2015 ISAKOS Biennial Congress Paper #0

Minimum 5-Year Follow-Up Survivorship and Outcomes, In and Risk Factors for Total Hip Arthroplasty Conversion in the Obese Patient Population Following Revision Hip Arthroscopy

Benjamin G. Domb, MD, Chicago, IL UNITED STATES
David R. Maldonado, MD, Houston, TX UNITED STATES
Michael Lee, BA, Milwaukee, Wisconsin UNITED STATES
Cynthia Kyin, BA, Des Plaines, Illinois UNITED STATES
Andrew Jimenez, MD, Chicago, Illinois UNITED STATES
Jade S Owens, BS, Chicago, IL UNITED STATES
Paulo Padilla, MD, Des Plaines, IL UNITED STATES

American Hip Institute Research Foundation, Chicago, IL, UNITED STATES

FDA Status Cleared

Summary: The purpose is to report minimum 5-year follow-up survivorship, patient-reported outcome scores (PROs), clinical benefit, and risk factors for conversion to total hip arthroplasty (THA) in the obese patient population following revision hip arthroscopy.

Rate:

Abstract:

Background

There is a paucity of literature reporting outcomes following revision hip arthroscopy in the obese patients.

Purpose

To report minimum 5-year follow-up survivorship, patient-reported outcome scores (PROs), clinical benefit, and risk factors for conversion to total hip arthroplasty (THA) in the obese patient population following revision hip arthroscopy.

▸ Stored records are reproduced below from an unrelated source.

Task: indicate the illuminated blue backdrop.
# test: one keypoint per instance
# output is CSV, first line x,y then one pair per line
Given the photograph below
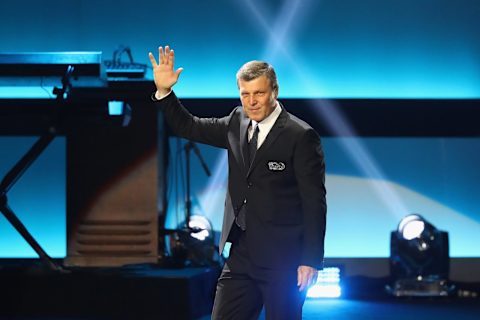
x,y
330,48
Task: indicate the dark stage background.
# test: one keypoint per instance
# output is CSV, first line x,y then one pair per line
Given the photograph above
x,y
407,52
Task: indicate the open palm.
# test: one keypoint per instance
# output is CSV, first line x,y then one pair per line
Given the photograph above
x,y
164,74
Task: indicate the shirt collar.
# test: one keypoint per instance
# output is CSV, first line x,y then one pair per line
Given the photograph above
x,y
268,122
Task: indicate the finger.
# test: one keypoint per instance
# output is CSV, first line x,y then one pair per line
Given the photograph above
x,y
172,57
152,60
179,70
167,55
301,281
160,54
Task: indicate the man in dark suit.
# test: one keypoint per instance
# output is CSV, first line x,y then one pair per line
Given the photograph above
x,y
275,209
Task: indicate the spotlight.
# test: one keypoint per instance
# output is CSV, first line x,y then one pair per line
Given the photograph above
x,y
327,285
200,227
419,259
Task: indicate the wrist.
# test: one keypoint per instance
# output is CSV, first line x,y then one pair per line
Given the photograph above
x,y
160,93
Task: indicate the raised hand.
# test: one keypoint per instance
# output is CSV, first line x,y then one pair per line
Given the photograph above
x,y
164,74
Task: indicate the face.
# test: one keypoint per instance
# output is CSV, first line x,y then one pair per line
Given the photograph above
x,y
258,98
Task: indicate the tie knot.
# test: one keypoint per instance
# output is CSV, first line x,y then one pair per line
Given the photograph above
x,y
256,129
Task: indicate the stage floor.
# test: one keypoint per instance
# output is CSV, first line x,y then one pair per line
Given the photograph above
x,y
29,292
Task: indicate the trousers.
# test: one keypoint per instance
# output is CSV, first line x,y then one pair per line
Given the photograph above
x,y
244,288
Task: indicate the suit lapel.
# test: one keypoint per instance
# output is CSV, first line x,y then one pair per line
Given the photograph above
x,y
270,139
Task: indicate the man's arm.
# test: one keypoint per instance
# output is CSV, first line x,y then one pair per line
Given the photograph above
x,y
204,130
310,173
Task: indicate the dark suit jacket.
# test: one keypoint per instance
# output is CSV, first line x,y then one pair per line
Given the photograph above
x,y
283,191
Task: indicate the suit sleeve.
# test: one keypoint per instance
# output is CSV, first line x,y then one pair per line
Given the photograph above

Study Design: Case-series; Level of evidence, 4.

Methods

Data were prospectively collected and retrospectively reviewed for patients who underwent revision hip arthroscopy between April 2010 and August 2016. Inclusion criteria were having a body mass index = 30, baseline and minimum 5-year scores for the modified Harris Hip Score (mHHS), Non-Arthritic Hip Score (NAHS), Hip Outcome Score–Sports Specific Subscale (HOS-SSS), and Visual Analog Scale (VAS) for pain. Exclusion criteria were a Tönnis grade > 1, hip dysplasia, or were unwilling to participate. Survivorship was defined as non-conversion to THA. Clinical benefit was measured with the minimal clinically important difference (MCID). Survivors and non-survivors underwent further bivariate and regression analysis to determine predictors of conversion to THA.

Results

Twenty-four hips (80%) had minimum 5-year follow-up. The average follow-up was 83.9 ± 26.5 months and the average age was 39.3 ± 12.7 years. Survivorship was 75% and patients demonstrated significant improvement in all PROs (P < 0.01). Patients achieved rates of MCID for the mHHS, NAHS, HOS-SSS, and VAS at 70.6%, 94.1%, 86.7%, and 64.7, respectively. Age, ligamentum teres percentile, and acetabuloplasty were significant in the bivariate analysis for THA conversion. Age was identified as a significant variable for THA conversion in the regression analysis (P = 0.018, Odds Ratio: 1.297, 95% Confidence Interval [1.045 – 1.609]).

Conclusion

In this single surgeon case series study, obese patients who underwent revision hip arthroscopy reported a survivorship of 75% with significant improvement in all PROs and achieved MCID rates for the mHHS, NAHS, HOS-SSS, and VAS at 70.6%, 94.1%, 86.7%, and 64.7, respectively, at a minimum 5-year follow-up. Age was identified as a significant predictor in the regression and every additional year before surgery was identified as a 29.7% greater risk of conversion to THA.